As large a company as Sears was, it would inevitably dip its toes back into automobile marketing. Sometime in the late Twenties, the company entered talks with St. Louis-based assembled car maker Gardner to build a small car with Budd-supplied bodies, according to Georgano. The Wall Street crash of 1929 put the kibosh on that. Even in the Depression, however, motorists needed tires, so Sears pivoted to tires, auto parts, and eventually car insurance, all sold under the Allstate brand.

By the early 1950s, however, the bug to get into car sales bit again. Specifically, it bit Theodore V. Houser, the vice president of Sears and a member of the Kaiser-Frazer board of directors, according to Georgano. Houser apparently saw potential synergies between the two companies and believed that the Henry J, fitted exclusively with an Alex Tremulis-designed grille as well as Allstate tires, battery, spark plugs, and other parts, could easily be marketed to Sears customers.

Starting in December 1951, select Sears stores and the Sears catalog began to sell the Allstate as a 1952 model, available in both four-cylinder and six-cylinder models. Sears even managed to undercut the Henry J by a few bucks. Yet by mid-1953, after selling less than 2,500 cars, Sears discontinued the program. Georgano blamed a “limited marketing approach,” but Arch Brown likely came closer to the mark when he noted (in SIA #155, September 1996) that customers “didn’t cotton to the idea of buying a car from a department store, or a mail-order house.”

Indeed, had Houser studied the carmaking efforts of Powel Crosley – who initially marketed his own diminutive cars through department stores, but later adopted the industry standard dealer franchise model – he might have seen that customers wanted to be assured that, should anything go wrong with their car, that they could have it serviced by the company that sold it to them.

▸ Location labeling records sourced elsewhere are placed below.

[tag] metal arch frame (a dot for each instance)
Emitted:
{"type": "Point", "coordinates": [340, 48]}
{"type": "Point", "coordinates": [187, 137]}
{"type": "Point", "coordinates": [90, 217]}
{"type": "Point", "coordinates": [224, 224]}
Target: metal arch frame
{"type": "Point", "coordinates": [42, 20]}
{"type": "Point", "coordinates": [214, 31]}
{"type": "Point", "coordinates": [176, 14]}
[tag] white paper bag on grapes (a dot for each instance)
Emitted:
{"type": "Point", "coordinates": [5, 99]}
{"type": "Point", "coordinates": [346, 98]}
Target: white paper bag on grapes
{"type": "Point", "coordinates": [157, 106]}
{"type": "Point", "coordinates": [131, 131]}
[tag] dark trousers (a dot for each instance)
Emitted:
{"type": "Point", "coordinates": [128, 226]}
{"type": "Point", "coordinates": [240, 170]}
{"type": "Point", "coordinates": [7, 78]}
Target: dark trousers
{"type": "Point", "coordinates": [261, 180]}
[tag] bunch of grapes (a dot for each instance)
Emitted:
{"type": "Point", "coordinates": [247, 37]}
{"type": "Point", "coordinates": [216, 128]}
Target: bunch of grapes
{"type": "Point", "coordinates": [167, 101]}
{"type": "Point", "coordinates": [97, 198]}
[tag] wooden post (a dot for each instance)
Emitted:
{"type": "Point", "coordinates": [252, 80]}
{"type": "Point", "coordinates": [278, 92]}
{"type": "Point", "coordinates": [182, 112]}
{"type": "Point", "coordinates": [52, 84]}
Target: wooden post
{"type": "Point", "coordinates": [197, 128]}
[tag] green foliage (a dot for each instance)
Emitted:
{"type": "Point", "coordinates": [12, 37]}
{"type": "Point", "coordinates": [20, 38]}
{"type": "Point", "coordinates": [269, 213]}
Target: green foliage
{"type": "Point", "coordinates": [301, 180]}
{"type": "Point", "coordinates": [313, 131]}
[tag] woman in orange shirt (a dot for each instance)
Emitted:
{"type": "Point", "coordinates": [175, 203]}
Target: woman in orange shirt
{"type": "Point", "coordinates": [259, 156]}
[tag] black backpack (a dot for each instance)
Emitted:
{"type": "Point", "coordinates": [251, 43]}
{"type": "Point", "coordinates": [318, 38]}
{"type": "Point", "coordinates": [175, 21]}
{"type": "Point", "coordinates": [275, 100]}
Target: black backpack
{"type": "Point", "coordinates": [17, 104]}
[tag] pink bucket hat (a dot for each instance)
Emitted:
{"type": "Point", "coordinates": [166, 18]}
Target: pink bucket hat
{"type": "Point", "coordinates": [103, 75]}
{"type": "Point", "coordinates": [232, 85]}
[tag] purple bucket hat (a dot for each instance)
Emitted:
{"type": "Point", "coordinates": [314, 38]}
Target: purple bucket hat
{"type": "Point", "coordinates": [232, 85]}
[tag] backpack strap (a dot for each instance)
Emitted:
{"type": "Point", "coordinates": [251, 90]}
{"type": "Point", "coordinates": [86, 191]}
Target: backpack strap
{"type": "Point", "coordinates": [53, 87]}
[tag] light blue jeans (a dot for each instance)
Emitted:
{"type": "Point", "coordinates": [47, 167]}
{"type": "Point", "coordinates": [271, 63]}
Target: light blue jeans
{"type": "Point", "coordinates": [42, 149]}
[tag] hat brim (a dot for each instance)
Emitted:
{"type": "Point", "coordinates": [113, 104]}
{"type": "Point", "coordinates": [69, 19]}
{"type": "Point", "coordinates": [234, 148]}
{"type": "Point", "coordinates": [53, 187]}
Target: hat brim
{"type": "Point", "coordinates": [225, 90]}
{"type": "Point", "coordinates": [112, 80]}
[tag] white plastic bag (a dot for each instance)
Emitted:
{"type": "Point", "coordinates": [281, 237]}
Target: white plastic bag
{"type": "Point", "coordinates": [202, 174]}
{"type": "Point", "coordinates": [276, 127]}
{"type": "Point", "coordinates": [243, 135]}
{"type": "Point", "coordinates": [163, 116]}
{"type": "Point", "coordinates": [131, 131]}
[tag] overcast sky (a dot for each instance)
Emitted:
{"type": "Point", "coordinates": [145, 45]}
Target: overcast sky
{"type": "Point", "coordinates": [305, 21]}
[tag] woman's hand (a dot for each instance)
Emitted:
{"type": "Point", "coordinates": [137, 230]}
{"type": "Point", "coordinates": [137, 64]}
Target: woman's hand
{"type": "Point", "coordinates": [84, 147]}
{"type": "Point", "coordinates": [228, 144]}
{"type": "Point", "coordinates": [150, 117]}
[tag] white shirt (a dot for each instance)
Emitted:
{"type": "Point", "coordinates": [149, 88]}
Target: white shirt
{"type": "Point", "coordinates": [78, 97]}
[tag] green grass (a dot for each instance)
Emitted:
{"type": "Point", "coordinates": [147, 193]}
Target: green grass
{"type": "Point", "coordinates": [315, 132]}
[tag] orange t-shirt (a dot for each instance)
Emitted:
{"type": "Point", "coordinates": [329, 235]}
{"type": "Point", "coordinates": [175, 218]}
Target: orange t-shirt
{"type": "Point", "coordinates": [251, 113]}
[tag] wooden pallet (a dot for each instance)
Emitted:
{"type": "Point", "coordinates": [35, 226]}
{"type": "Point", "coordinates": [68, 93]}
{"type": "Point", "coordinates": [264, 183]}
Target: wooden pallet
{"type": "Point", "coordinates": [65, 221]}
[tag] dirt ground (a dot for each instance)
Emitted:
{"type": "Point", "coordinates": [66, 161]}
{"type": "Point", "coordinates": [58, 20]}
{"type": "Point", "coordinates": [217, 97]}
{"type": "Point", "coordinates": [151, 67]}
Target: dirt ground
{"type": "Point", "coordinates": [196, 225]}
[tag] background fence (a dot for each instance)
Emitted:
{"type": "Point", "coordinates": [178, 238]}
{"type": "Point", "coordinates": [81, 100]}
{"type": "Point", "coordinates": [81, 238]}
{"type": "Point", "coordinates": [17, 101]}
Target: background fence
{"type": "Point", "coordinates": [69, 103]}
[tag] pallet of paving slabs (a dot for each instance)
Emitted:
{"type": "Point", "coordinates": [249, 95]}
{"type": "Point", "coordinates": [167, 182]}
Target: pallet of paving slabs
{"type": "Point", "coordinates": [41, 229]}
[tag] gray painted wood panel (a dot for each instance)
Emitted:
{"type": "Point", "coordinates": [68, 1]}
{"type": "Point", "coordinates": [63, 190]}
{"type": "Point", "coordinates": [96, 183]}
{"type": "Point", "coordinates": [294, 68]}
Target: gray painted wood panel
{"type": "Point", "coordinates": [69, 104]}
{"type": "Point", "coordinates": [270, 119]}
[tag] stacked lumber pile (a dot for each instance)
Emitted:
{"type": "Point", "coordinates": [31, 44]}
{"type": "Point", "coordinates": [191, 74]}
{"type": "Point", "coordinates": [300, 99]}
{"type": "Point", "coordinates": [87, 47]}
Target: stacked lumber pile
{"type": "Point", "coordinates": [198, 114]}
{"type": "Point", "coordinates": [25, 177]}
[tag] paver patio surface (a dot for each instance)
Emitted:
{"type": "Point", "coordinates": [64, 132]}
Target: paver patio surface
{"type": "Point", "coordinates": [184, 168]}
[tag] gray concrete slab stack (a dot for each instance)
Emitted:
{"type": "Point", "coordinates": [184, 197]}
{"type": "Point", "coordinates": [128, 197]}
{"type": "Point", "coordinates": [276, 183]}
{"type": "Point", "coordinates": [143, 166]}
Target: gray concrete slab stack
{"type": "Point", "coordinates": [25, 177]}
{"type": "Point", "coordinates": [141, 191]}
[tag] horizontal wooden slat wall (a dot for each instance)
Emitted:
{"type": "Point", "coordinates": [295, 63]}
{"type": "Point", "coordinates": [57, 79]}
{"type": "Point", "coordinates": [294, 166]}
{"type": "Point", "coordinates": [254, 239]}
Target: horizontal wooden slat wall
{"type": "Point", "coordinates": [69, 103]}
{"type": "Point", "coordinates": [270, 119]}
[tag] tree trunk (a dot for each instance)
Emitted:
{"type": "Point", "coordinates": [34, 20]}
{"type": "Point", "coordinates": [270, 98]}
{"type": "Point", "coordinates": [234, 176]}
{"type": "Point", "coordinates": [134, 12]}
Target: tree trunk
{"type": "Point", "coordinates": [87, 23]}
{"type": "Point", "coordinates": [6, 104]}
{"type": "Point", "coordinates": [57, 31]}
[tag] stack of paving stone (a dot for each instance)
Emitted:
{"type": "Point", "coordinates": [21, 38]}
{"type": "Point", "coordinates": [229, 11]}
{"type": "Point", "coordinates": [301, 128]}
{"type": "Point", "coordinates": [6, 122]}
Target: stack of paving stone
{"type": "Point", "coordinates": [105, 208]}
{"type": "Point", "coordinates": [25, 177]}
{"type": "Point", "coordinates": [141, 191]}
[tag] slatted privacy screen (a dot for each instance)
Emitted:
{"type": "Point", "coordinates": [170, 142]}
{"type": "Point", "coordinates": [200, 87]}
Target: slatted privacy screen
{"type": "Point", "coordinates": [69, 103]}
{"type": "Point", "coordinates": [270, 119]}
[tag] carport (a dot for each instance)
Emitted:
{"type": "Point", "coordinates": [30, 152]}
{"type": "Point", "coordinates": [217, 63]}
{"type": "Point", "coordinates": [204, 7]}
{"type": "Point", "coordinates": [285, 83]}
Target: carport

Of course, Sears had just as long of a history selling motorcycles and scooters, which perhaps reinforces the notion that automobiles are a unique type of consumer product, one that can’t be sold like a set of Craftsman tools or Kenmore appliances.

It’s entirely possible that, had Sears chosen better or more established partners with which to sell automobiles, the company would have found more success in that market. Or, perhaps, Sears didn’t partner with more established carmakers precisely because those more established carmakers knew that Sears’s retail experience wouldn’t translate to automobile sales.